Program in Cancer Biology and Genetics, Department of Surgery, Memorial Sloan-Kettering Cancer Center, New York, NY 10065, USA.
Eur Urol. 2012 Mar;61(3):471-7. doi: 10.1016/j.eururo.2011.10.047. Epub 2011 Nov 7.
Although case-control studies have identified numerous single nucleotide polymorphisms (SNPs) associated with prostate cancer, the clinical role of these SNPs remains unclear.
Evaluate previously identified SNPs for association with prostate cancer and accuracy in predicting prostate cancer in a large prospective population-based cohort of unscreened men.
DESIGN, SETTING, AND PARTICIPANTS: This study used a nested case-control design based on the Malmö Diet and Cancer cohort with 943 men diagnosed with prostate cancer and 2829 matched controls. Blood samples were collected between 1991 and 1996, and follow-up lasted through 2005.

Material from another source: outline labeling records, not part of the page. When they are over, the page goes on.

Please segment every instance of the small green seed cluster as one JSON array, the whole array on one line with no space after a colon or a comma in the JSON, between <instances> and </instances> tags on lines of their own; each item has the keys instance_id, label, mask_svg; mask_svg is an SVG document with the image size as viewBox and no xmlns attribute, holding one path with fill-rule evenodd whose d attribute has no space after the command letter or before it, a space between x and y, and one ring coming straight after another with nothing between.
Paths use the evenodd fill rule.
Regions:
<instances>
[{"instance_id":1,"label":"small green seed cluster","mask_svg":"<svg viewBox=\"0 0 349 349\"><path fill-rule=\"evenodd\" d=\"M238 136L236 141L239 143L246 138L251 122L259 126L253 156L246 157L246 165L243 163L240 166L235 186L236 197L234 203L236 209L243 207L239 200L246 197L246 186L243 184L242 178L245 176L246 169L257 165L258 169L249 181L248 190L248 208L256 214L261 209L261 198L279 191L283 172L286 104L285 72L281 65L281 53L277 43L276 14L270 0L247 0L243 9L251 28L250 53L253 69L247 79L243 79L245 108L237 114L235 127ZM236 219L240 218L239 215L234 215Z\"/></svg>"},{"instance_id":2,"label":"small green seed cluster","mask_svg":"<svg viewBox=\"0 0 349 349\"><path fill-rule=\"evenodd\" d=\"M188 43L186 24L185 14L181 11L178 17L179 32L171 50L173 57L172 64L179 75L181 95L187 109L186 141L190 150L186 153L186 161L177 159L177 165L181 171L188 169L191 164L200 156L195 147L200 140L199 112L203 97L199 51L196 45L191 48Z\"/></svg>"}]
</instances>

We genotyped 50 SNPs, analyzed prostate-specific antigen (PSA) in blood from baseline, and tested for association with prostate cancer using the Cochran-Mantel-Haenszel test. We further developed a predictive model using SNPs nominally significant in univariate analysis and determined its accuracy to predict prostate cancer.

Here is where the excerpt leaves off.